How Summum Sistemas approaches agri-food ERP implementation
At Summum Sistemas we have been implementing software solutions for SMEs and mid-market companies in Castilla y León and the Canary Islands since 2007. Our implementation methodology for the agri-food sector starts with a diagnostic of current production and warehouse flows: what is produced, how raw-material receipt is managed, how many references are in the catalogue, which customers require which type of traceability documentation, and what level of integration exists with laboratories or packaging lines.
From that diagnostic, we size the most suitable ERP platform — whether Odoo, Sage, Microsoft Dynamics 365 Business Central or other vertical solutions specialised in food — and configure the batch traceability, expiry-date, FEFO, GS1 labelling and traceability report generation modules. Training for warehouse, production and dispatch operators is a fundamental part of the project: reliable traceability depends as much on the tool as on the correct use made of it.
Frequently asked questions
Am I legally required to have a batch traceability system?
Yes. Article 18 of Regulation (EC) 178/2002 requires all food business operators established in the European Union to have systems and procedures in place that allow identification of their material suppliers and the businesses to which they supply their products. The law does not prescribe a specific technological solution, but in practice an ERP with a batch traceability module is the most efficient means of meeting this requirement and being able to demonstrate compliance to the competent authority or a customer auditor.
What is the difference between expiry date and best-before date?
The expiry date («use by…») marks the limit after which the food must not be consumed because it may pose a health risk; it applies mainly to microbiologically perishable products such as fresh meat, fish or fresh dairy. The best-before date («best before…») indicates that after that date the product may have lost some of its organoleptic properties but is not necessarily dangerous. The ERP must distinguish between both fields and apply alerts with different thresholds, since the consequences of mismanaging an expiry date are far more serious than those of a best-before date.
How long must traceability records be kept?

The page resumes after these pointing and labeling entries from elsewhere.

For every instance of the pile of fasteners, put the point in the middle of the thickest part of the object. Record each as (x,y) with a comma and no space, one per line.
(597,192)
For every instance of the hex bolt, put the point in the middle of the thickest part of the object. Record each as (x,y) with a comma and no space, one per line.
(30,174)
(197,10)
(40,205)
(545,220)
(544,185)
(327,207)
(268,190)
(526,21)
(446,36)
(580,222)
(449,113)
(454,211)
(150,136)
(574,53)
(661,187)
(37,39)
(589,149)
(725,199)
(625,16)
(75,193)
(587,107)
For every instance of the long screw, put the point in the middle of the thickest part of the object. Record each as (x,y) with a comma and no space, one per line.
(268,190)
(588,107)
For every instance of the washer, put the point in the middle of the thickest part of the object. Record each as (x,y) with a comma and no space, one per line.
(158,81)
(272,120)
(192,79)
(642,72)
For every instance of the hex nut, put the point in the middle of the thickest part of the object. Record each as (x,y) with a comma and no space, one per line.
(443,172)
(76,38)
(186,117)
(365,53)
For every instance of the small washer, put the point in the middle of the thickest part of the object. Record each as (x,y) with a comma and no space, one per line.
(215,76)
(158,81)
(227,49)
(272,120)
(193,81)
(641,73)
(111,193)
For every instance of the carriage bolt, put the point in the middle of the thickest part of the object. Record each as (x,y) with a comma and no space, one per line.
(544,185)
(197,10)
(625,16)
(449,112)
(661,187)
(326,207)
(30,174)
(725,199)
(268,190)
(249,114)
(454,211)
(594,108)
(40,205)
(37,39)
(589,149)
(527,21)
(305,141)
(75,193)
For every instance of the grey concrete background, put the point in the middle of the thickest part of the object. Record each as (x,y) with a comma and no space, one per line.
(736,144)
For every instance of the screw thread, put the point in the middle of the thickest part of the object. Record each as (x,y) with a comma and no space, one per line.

Regulation (EC) 178/2002 does not set a single period: it states that records must be kept for a reasonable time and refers to Member States and HACCP plans to define this in concrete terms. In practice, the AESAN guide and the IFS and BRC protocols recommend keeping records for the shelf life of the product plus a margin of at least six months. For long-life products (canned goods, flours, oils), this can amount to several years. The ERP must allow these historical records to be retained and accessed quickly.
Can an agri-food ERP integrate with automated production lines?
Yes. Modern ERPs with an MES (Manufacturing Execution System) module or OPC-UA connectors can receive weight, temperature, speed and count data directly from packaging or processing lines. This allows the batch to be opened and closed automatically at the start and end of each manufacturing order, waste to be recorded in real time, and in-line weight checks to be linked to the corresponding batch. M2M (machine-to-machine) integration eliminates manual transcription and significantly increases the reliability of traceability.